# My Favorite WTF Video



## Wallrat (Jan 19, 2021)

Don’t they have oars on those boats?


----------



## Electric-Mayhem (Jan 19, 2004)

All you had to do was go left or right and not center.


----------



## Dangerfield (May 28, 2021)

That was painful to watch at many levels. A lot of brain freeze going on and nobody seeming to take charge except the strangers in costumes helping corral the boat and then to re flip.


----------



## okieboater (Oct 19, 2004)

Thanks for the commercials to flip the raft.

Hard to watch good intentions that went bad every step of the way.

Good thing they had plenty of semi flat water to recover things.

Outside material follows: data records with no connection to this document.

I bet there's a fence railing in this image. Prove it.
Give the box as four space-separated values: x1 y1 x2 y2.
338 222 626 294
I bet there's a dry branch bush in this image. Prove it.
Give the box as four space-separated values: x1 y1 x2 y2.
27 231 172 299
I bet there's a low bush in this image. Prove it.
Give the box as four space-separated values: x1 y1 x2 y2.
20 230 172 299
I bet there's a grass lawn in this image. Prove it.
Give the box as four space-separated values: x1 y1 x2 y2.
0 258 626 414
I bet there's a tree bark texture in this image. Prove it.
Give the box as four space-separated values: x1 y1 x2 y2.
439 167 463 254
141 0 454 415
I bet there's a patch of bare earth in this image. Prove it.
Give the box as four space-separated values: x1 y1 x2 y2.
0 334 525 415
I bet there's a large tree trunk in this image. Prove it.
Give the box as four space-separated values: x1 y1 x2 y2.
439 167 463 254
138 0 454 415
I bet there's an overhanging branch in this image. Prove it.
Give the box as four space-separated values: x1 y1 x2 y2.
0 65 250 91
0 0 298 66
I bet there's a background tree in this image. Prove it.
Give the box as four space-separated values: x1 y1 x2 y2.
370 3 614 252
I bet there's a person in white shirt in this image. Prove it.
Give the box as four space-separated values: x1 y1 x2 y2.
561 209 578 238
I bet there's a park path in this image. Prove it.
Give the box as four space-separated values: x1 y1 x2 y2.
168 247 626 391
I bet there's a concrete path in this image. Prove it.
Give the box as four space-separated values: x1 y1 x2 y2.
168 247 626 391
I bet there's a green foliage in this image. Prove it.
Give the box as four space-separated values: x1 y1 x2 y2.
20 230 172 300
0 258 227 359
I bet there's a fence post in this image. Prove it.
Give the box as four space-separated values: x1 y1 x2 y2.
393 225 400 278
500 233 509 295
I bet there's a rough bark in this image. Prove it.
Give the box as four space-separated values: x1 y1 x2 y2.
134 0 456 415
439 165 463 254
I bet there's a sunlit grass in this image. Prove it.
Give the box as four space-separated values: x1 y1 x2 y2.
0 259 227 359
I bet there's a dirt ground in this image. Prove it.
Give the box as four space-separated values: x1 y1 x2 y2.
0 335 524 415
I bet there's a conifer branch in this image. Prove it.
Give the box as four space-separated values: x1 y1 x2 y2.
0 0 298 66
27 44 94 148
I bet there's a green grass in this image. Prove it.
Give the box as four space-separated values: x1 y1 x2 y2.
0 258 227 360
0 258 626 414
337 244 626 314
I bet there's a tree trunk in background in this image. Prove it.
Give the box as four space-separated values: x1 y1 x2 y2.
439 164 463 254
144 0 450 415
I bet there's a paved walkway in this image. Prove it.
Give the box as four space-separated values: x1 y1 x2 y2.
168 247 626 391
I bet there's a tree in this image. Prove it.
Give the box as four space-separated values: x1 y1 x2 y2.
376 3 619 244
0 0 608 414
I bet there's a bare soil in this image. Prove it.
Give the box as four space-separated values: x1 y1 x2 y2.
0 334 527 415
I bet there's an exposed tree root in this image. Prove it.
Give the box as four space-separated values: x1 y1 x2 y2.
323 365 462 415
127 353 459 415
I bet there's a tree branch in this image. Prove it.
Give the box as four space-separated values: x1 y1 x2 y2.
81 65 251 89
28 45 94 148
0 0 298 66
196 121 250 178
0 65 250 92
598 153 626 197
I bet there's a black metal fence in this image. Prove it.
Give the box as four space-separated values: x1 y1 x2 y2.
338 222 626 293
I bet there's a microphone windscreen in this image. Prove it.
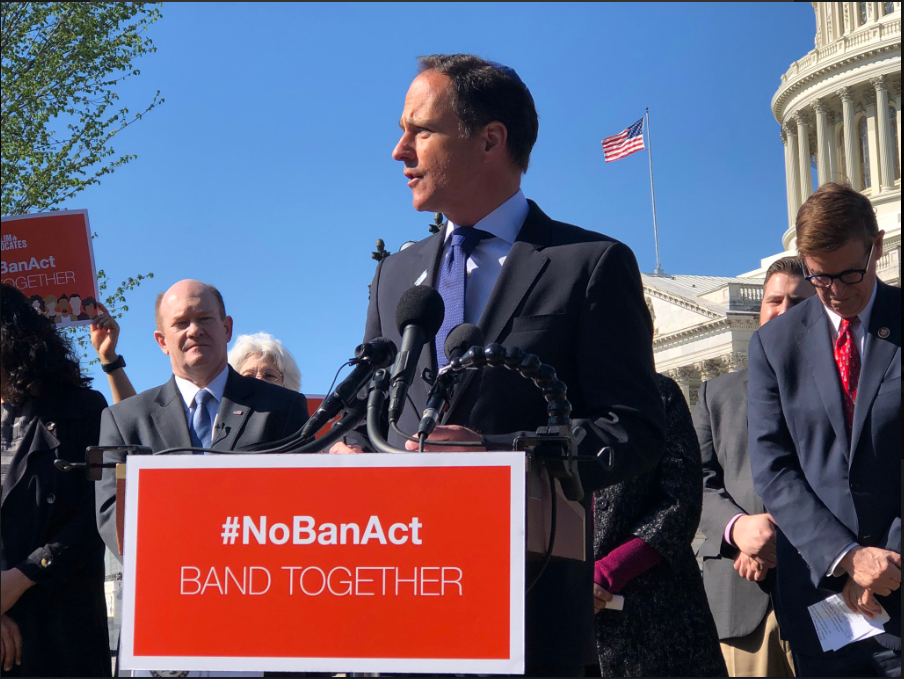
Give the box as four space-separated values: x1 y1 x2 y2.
368 337 396 370
443 323 484 361
396 285 446 341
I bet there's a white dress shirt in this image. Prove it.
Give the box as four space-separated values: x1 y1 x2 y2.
444 189 529 325
823 283 879 577
175 365 229 436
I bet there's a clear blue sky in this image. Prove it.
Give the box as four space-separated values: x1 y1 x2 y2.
54 3 815 398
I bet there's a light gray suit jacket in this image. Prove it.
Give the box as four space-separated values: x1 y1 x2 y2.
95 368 308 560
694 370 774 639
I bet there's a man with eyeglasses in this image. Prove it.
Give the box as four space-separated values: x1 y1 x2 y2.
748 184 901 677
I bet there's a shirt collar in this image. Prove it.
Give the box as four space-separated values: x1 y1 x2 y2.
444 189 530 243
174 365 229 410
823 281 879 333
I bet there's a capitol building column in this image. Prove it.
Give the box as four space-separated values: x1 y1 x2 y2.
794 111 813 202
813 99 832 186
836 87 863 191
870 75 895 191
782 125 800 230
826 111 844 183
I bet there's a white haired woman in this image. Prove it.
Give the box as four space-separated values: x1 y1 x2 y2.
229 332 301 391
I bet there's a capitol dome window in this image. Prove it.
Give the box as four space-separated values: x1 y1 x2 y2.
888 106 901 181
857 116 872 189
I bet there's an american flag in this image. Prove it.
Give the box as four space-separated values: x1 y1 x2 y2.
603 118 645 163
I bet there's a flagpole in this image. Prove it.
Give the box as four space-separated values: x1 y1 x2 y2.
644 107 665 276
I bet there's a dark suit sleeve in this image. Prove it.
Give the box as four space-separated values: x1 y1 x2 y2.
94 408 126 561
486 243 665 492
747 332 857 586
631 380 702 563
16 392 107 591
694 382 747 557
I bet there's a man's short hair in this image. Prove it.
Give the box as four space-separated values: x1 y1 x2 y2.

Happy that every one was ok.


----------



## tBatt (May 18, 2020)

This was a frame grab from a video of a commercial day trip I saw from the southeast. I think the video got taken down shortly thereafter.


----------



## westwatercuban (May 19, 2021)

What’s up with that guys pfd? 😂


----------



## tBatt (May 18, 2020)

Wasn’t tight enough and they had just pulled him in the raft and nearly off his body


----------



## cnalder (Jul 7, 2016)

A year ago last August I chose to run right of the Elkhorn rock in a 16’ raft. It was tight and I actually had to bounce the bow off the rock. It was interesting enough, told myself go the classic run in low flows.


----------



## mkashzg (Aug 9, 2006)

Follow the water it tells you where to go the majority of the current is going left so not sure why they were trying to go right.


----------



## BenSlaughter (Jun 16, 2017)

I've never been drunk enough to fuck up a run that badly.


----------



## Andy H. (Oct 13, 2003)

It always sucks when they can't come up with the money and you have to just go ahead and post the video on the internet like you threatened to do.


----------



## Dangerfield (May 28, 2021)

What bugs me about the video, is it appears as though the owner of the flipped raft was on the NRS cat and they stayed far away from the action downstream after they got a replacement oar in place.. The commercials caught up and did what one of the boats should have done much sooner - latch on and get it to shore. Strange that they would post such a cluster for all to see - shameless I guess. Wonder if there's going to be a Sept. 2021 sequel?


----------



## Cubuffs85 (Feb 28, 2011)

No spare straps to at least tether the flipped boat once they grabbed it the first time? Guessing they didn't have flip lines either. Very lucky the commercial group came through to save the day. But at least they got the swimmer up fairly quickly. As an NRS cat owner, I'm very dismayed by the actions from the video's NRS cat owner, we usually do better.


----------



## Dangerfield (May 28, 2021)

Until someone like Elon Musk invents an autonomous oar raft we are all responsible for our own actions. He (Musk) can send a "dummy" into space in his Tesla Roadster, but I wager he can't invent a self steering whitewater raft.


----------